The “Goldberg Variations” survey a broad sweep of compositional methods and techniques, from light song styles to learned counterpoint, from staid Renaissance-style polyphony to dazzling instrumental virtuosity. While a keyboard may suffice to bring off these many-sided compositional feats, Bach’s music gains even greater brilliance and clarity when taken up by a group of instruments that give due weight to each of the contrapuntal lines of the musical web. Perhaps no ensemble is more readily equipped to do this than the modern string quartet, whose four constituent instruments handily fit the demands of range and flexibility made by Bach’s intricate counterpoint.

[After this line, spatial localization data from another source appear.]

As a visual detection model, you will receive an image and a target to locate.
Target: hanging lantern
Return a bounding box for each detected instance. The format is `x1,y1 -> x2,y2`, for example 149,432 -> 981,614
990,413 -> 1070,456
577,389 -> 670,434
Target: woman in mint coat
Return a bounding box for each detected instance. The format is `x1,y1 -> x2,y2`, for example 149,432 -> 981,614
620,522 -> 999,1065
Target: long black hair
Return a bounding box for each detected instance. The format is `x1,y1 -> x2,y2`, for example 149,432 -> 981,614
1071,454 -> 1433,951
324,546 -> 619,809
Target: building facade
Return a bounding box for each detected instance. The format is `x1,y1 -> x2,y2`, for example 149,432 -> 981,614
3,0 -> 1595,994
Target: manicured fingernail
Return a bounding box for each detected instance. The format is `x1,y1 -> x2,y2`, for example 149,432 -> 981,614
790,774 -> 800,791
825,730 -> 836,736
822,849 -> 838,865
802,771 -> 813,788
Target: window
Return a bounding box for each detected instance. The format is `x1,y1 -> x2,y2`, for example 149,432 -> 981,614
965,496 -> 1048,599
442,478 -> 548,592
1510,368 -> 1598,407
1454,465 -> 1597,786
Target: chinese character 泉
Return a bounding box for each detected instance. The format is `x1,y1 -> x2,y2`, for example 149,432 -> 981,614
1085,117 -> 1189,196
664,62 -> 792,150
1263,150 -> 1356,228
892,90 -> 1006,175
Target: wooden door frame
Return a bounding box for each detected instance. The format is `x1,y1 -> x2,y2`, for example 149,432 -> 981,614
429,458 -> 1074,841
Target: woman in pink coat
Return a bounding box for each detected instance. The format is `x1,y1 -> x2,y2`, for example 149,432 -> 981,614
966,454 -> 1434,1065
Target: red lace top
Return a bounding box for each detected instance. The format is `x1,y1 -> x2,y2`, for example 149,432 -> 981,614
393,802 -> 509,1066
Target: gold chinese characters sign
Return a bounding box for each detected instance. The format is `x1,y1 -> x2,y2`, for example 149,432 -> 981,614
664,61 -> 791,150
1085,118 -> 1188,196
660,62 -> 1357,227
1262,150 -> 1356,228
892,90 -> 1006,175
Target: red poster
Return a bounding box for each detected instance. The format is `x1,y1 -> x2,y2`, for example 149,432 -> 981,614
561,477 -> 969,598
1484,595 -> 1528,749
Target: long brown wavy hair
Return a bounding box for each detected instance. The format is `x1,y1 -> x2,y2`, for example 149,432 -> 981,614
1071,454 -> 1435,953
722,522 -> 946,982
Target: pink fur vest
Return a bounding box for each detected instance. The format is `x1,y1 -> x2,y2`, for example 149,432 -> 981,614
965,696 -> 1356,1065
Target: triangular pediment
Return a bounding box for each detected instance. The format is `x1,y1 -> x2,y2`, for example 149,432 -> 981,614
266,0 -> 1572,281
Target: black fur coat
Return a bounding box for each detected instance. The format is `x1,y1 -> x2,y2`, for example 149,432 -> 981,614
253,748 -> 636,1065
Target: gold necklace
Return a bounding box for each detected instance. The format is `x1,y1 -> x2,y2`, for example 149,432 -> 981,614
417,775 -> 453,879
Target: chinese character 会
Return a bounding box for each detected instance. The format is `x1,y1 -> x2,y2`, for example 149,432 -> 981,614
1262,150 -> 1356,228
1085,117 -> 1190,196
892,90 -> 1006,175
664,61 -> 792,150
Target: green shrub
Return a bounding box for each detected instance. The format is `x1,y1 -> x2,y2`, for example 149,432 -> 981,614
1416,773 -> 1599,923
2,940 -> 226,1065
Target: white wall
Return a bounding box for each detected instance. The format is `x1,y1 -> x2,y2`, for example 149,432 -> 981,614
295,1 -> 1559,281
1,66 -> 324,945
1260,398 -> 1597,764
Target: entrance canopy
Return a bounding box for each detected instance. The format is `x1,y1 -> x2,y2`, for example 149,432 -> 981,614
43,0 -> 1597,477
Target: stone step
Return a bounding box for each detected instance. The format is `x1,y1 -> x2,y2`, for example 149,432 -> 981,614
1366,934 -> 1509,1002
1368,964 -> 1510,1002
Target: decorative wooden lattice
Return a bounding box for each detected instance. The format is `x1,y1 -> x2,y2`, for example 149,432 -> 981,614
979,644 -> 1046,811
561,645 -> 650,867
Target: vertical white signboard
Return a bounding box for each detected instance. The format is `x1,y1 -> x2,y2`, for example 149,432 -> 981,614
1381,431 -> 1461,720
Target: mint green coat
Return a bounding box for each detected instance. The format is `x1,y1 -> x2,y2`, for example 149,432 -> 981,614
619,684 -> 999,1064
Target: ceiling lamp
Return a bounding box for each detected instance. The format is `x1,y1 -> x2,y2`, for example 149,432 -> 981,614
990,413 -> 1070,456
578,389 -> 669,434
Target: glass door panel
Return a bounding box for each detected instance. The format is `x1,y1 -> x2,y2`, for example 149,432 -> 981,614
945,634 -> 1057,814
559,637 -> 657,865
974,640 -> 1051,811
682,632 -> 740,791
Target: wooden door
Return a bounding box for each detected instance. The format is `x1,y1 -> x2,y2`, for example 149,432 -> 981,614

Bach himself was no stranger to such reworkings. He made ensemble transcriptions of his own keyboard works, and conversely he made keyboard reductions of ensemble compositions – including those of other composers. In adapting the “Goldberg Variations” to the string quartet we follow a time-honored tradition of putting great music into the capable hands of those who love it.

Bill Cowdery

William Cowdery is a senior lecturer at Cornell University and musical director and organist of the First Congregational Church, Ithaca, NY. He has taught at Ithaca College, Colgate University, and Keuka College as performer, musicologist, and theorist. Cowdery holds a PhD from Cornell for a dissertation on the early cantatas of JS Bach and has written articles in the New Harvard Dictionary of Music and the Harvard Biographical Dictionary of Musicians (1996), as well as co-editing with Neal Zaslaw The Compleat Mozart (1999).